Kadının daha baskın olduğu toplumlara anaerkil, erkeğin daha baskın olduğu toplumlara babaerkil aile diyoruz.

Çocuğu birinci sınıfa başlayan, lise ve üniversite sınavına hazırlanan ailelere de artık çocukerkil aile diyebiliriz.

Cümle çeşitlerini, sesleri, harfleri, alfabeyi öğrenen çocukların ailesi hep beraber geçiyor mesela s sesine. Anneler “s sesindeyiz.” diye kuruyor cümleleri. Birinci sınıfa giden çocuklara ailelerinin derslerinde yardım etmesi gerekir; fakat sınavlara hazırlanan gençler için bu çokluk bildiren ifadeler kullanılmamalı. “Şu kadar puan aldık, şu sınavı kazandık,..” cümleleri ailenin kendine ve çocuğuna yüklediği hırs göstergesi.

Bir gün annenin biri “Dondurma yedikten sonra su içmezsen hastalanır, okula gidemezsin.” demiş çocuğuna. Bu cümleyi duyan, okuyan insanların bir kısmı “dondurma yedikten sonra suyunu iç ki hastalanma” anlamında anlayacak, bu cümlenin ikaz cümlesi olduğunu düşünecektir; fakat bu hikâyenin kahramanı çocuk, okulu sevmediğinden dondurma yedikten sonra su içmezse hastalanacağını öğrenmiş. Okula gitmemek için geçerli bir bahane. Çocuk, dondurma yedikten sonra suyu içmeyip hastalanarak okula gitmemiş.
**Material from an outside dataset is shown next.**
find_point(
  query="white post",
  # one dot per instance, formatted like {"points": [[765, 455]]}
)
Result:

Bazen bize aktarılan cümleleri biz de olduğu gibi başkasına aktarıyoruz. Zannediyoruz ki muhatabımız, bize aktarılan cümleyi bizim anladığımız gibi anlayacak.

Bazı insanlar biz ne söylersek söylediğimiz anlamda anlar, bazıları o anlama da gelecek en uzak anlamı bulur, bazılarıysa kastedilen anlamla hiç ilgisi olmayan bir sonuç çıkarır. Bizim hikâyemizde anne hastalanmaması gerektiğini söylemek isterken çocuk nasıl hastalanacağının yolunu öğreniyor. Kastedilen anlama gelmese de bu cümleden çocuğun anladığı anlam da çıkarılabilir.

Bu tür insanlara ben “zekâsı tersten çalışan insanlar” demeyi tercih ediyorum. Zekâsı tersten çalışan insanlarla konuşmak zordur. Onlarla konuştukça hep ne demek istediğimizi açıklamak zorunda hissederiz kendimizi.

Bu hikâye sadece bir örnek. Televizyonda seyrettiğimiz birçok programda, sosyal medyada gördüğümüz birçok paylaşımda da bu var, örnekleri çoğaltabiliriz. Bazen düşünüyorum da amaç acaba düz mantık insanlara öğüt vermek mi, yoksa zekâsı tersten çalışanların zekâsı tersten çalışanlara yol göstermesi mi?